The officer’s name also has yet to be released. Under the Division of Police policy, officers involved in shootings are not identified for at least 24 hours after an incident.

According to WBNS 10TV, the officer has been relieved of duty.

“We are still raw from the killings of George Floyd, Breonna Taylor and less than 3 weeks ago, Casey Goodson Jr. Early this morning we learned of the killing of another African American at the hands of law enforcement,” Ginther said.

RELATED: Casey Goodson Jr.: Justice Dept. Joins Columbus Police Probe Of Black Man Fatally Shot By Sheriff’s Deputy

Ginther said the city invested more than $5 million in cameras for officers and have been proven to be a valuable tool to citizens and officers in situations like this, adding it was unacceptable they were not turned on.

This year, according to the mayor, Columbus has invested more than $5 million in cameras for officers to wear.

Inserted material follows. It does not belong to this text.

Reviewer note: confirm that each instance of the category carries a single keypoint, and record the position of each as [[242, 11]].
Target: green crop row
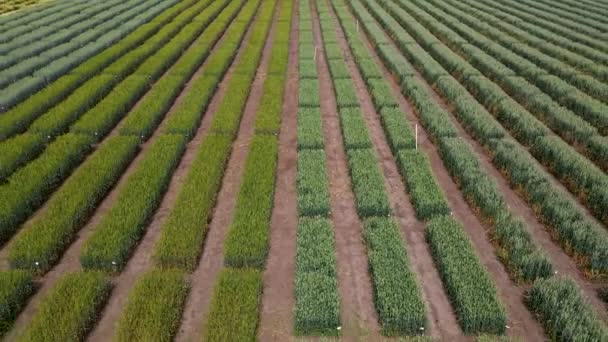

"Let me be clear, if you're not going to turn on your body-worn camera, you cannot serve and protect the people of Columbus,” he said.

He added: "I am deeply saddened, frustrated, angry, demanding answers of what happened in our community earlier this morning. And I am committed to transparency and accountability in our division of police.”

In a statement, Columbus Police Chief Thomas Quinlan said: “The Division invested millions of dollars in these cameras for the express purpose of creating a video and audio record of these kinds of encounters. They provide transparency and accountability, and protect the public, as well as officers, when the facts are in question.”